Tightening her hold on his face, Helen fought back the sudden frenzy in her chest as desire surged through her, making her heart pound. After brushing her mouth against his one last time, she made herself withdraw, knowing it would kill him if he thought he was compromising them. Trying to control her escalated breathing, she brushed her mouth against his cheek, his jaw, his temple trying to soothe him. As much as she wanted to break through all those barriers again, to touch that passion in his soul, to experience the white-hot rage of feeling, now was not the time. Until they got out of here, they had to put their own personal life on hold. Tonight, they were faced with the unknown of what Taer was capable of learning and Lando’s reactions.
But she was adamant that when they were free of danger, she would push the boundaries—his, hers. She was never going to be satisfied until they got everything out into the open, and she found the courage she was lacking to tell him that she loved him and then deal with whatever fallout that would come.
It was clear to her that he needed her in a fundamental way, and she could only wait until he could say the words that would alleviate that anguish locked deep inside him that she suspected had nothing to do with Buck, the team, or any kind of pending decision by the Navy as to his fate for disobeying a direct order. So, she snuggled down against him and let his rhythmic breathing lull her to sleep.
Helen awoke to an empty bed the next morning. She had been up and down in the night, checking on Taer. She was surprised to find an IV bag and a change of his bandage, and she attributed that to the darkly handsome and dashing Zorro. He must be their medic.
Taer was surprisingly resting comfortably, but that wasn’t going to last long. He was in and out of consciousness from the morphine. Hopefully, there would be time for him to convince Lando to either hand over, destroy, or let it slip where the triggers were.
Tucking the sheet around her, she sat up, resting her elbows on her raised knees as she dragged her hair back from her face, a flutter of dread stirring in her belly. The next few days were going to be a nightmare—an unbearable, never-ending nightmare.
Sighing heavily, she stripped away the sheet and got up, feeling dragged out from the accumulated tension and worry. It seemed like years since she’d had a solid night’s sleep.
When she came out into the living area, the door opened, and D-Day came into the room. She could tell that something was terribly wrong by the way he was holding his body, the etched strain on his face.
She looked around, finding that they were alone.
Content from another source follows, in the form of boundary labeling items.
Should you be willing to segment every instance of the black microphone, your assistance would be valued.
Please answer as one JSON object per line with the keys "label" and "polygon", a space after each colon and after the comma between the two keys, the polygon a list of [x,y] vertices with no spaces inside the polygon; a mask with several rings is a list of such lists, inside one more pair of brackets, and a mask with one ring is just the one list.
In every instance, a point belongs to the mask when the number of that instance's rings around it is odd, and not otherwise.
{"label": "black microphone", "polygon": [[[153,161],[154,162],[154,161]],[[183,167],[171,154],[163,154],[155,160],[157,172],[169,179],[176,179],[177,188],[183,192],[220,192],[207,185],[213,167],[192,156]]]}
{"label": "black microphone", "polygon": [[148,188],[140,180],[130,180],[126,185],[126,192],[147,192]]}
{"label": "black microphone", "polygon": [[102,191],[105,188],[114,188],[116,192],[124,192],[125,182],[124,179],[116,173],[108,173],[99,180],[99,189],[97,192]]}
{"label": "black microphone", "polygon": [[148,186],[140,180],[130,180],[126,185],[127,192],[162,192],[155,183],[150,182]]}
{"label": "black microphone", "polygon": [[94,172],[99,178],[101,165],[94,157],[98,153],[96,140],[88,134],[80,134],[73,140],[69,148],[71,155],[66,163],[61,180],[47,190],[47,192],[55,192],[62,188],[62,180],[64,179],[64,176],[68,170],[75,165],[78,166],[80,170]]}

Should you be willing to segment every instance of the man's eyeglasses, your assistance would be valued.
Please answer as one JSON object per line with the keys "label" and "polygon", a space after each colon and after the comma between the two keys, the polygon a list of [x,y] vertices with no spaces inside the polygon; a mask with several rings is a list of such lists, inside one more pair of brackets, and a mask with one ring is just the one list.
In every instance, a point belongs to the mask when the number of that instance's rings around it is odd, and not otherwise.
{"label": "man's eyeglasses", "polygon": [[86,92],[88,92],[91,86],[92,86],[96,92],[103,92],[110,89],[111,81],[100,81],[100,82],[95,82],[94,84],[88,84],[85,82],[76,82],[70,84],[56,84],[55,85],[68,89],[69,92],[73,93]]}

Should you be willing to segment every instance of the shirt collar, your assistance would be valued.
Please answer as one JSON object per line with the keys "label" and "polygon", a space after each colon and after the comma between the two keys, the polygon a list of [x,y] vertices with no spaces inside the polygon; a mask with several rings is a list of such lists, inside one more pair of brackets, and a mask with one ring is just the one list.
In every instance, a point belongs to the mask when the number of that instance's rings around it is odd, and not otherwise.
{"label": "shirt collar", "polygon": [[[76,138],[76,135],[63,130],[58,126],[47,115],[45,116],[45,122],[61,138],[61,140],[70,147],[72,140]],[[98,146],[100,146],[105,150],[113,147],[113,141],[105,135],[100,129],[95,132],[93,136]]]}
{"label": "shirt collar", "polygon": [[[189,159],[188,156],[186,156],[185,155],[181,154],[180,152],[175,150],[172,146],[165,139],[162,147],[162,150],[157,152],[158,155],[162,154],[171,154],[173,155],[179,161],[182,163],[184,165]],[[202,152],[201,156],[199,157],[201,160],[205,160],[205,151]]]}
Swallowing hard, the thick pulse in her throat nearly strangling her. “What’s happened?”
Bracing his hands on his hips, D-Day closed his eyes and tipped his head back, his body perfectly still. He didn’t move for the longest time, then he let his breath go in a heavy sigh and rubbed his eyes. He swallowed just as hard as she had, then finally he said gruffly, “Zorro found Buck unconscious in the jungle. He’s taken a bad blow to the head.”
She covered her mouth, muffling a soft cry.
“They’re gone. Zorro’s taken him for medical treatment. We’re on our own.”